La bande-annonce, hilarante et efficace, regroupe aisément les meilleurs moments de la production. Cela n'empêche pas le long-métrage de divertir sans trop se casser la tête. Par l'humour, peu intellectuel et politiquement incorrect, qui se moque autant des immigrants que des personnes à mobilité réduite, et par les thèmes, souvent trop moralisateurs et superficiels, qui finissent pourtant par soutirer de nombreux sourires, surtout par cette obsession qu'ont tous les personnages pour les armes à feu. Il s'agit d'un film de superhéros comique qui frôle le pathétisme pour s'asseoir confortablement dans le slapstick et les allusions vulgaires.
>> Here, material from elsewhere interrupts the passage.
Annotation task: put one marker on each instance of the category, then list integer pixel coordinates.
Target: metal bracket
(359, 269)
Rien ne serait aussi réussi et rafraîchissant sans la présence de Seth Rogen. Ce John Belushi du 21e siècle s'en donne à cœur joie dans un rôle qu'il connaît parfaitement, livrant une prestation physique et émotionnelle décapante. Il est de presque toutes les scènes et ce n'est pas un hasard. Sa bouille charismatique lui permet à peu près de dire et de faire n'importe quoi sans nécessairement verser dans les excès d'un Pineapple Express. Dommage que sa partenaire de jeu ne soit pas aussi inspirée. Anna Faris répète encore et toujours les mêmes sottises de la blonde idiote et son apport amoureux à l'histoire plombe quelque peu le rythme. La distribution secondaire s'avère agréable quoique beaucoup trop stéréotypée, avec un délicieux Ray Liotta en tête de liste.
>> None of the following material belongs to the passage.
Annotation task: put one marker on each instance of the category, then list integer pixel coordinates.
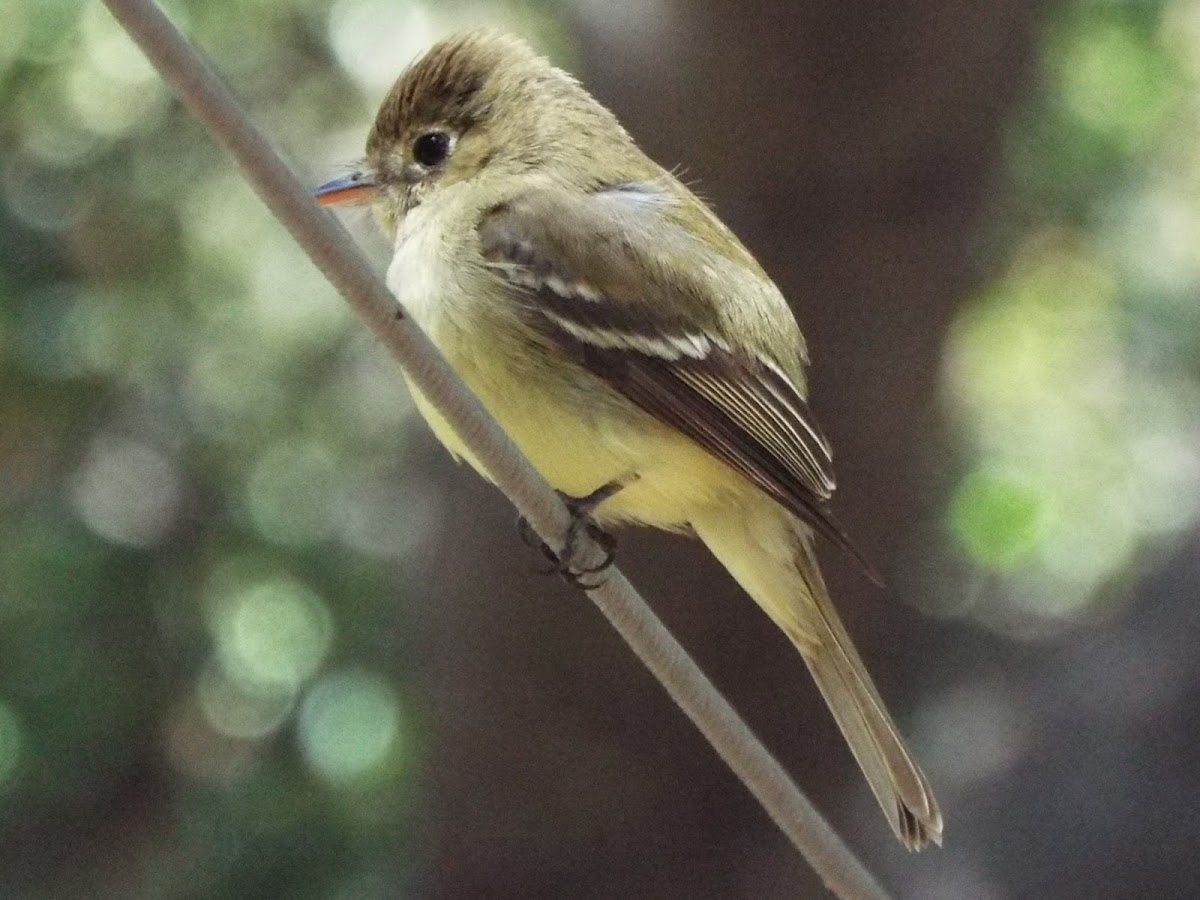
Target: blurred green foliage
(1073, 375)
(210, 538)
La musique variée qui alterne les différents styles (country, pop, rock façon Pixies et Queen...) se veut descriptive, laissant peu de souvenirs impérissables. Les pistes sonores sont généralement immersives, avec ces mélodies, ces balles perdues et ces applaudissements qui s'échappent périodiquement des différentes enceintes. Les voix parfois insuffisamment élevées peuvent compter sur une honnête traduction française doublée au Québec, ainsi que sur de très visibles sous-titres blancs, ce qui est l'idéal afin de tout écouter en version originale. Les images affichent sont lot de détails significatifs, des couleurs précises, d'intéressants jeux lumineux et des contrastes aux noirs nuancés. C'est solide à défaut d'être spectaculaire.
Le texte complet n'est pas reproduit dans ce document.